En 1790, la fortune de Claude Martin est évaluée à 9 millions de francs germinal. Ce qui équivaut aujourd'hui à quelques milliards d'euros.

S'il n'est pas marié, il collectionne les maîtresses. Et va même acheter sept jeunes filles qu'il fera éduquer afin qu'elles deviennent ensuite ses concubines… A l'époque, la plupart des riches européens faisait de même.

Claude Martin ne reviendra jamais à Lyon après avoir fait fortune en Inde. Pourquoi revenir en France, alors secouée par la Révolution, alors qu'il a réussi sa vie ici ? D'ailleurs, l'exemple de son ami Antoine-Louis Polier, installé à Avignon et assassiné sauvagement en 1795 le refroidit. Le récit du saccage de sa maison, de la mort de sa femme brûlée vive et du viol de ses filles choque profondément le Lyonnais qui tire un trait sur son pays d'origine.

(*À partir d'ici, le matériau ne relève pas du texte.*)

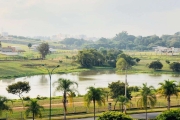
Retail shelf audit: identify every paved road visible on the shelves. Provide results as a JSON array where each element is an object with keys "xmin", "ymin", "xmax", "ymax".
[{"xmin": 72, "ymin": 112, "xmax": 161, "ymax": 120}]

Claude Martin décèdera le 13 septembre 1800 à l'âge de 65 ans, succombant à un cancer de la vessie. Il est enterré dans son palais Constantia à Lucknow.

S'il n'avait pas d'héritier, le Lyonnais avait minutieusement organisé sa succession. Le 1er janvier 1800, il avait convoqué plusieurs de ses amis pour être les témoins de son testament de 83 pages, rédigé en hindi et en anglais. Le document sera ensuite traduit en français, imprimé à Lyon en 1803 par Pierre-Simon Ballanche.

Le testament était l'aboutissement de longues semaines de réflexion concernant ses croyances et ses doutes sur la religion. Il contenait également le compte précis de son immense fortune qu'il distribuait aux pauvres de Lucknow et Calcutta, à ses maîtresses et à ses nombreux serviteurs.

Une partie de sa fortune a servi également à construire trois établissements scolaires nommés La Martinière, dont un à Lyon dans le 1er arrondissement. Les collèges de Lucknow et Calcutta existent encore et sont très côtés, accueillant des élèves issus des milieux indiens les plus aisés et occidentalisés. L'actrice Priyanka Chopra est par exemple passée par la Martinière de Lucknow.

Quant à sa famille lyonnaise, Claude Martin leur a laissé plusieurs maisons qu'il avait achetées dans la capitale des Gaules. Son demi-frère Louis hérita ainsi du château Barthélémy à Charbonnières-les-Bains.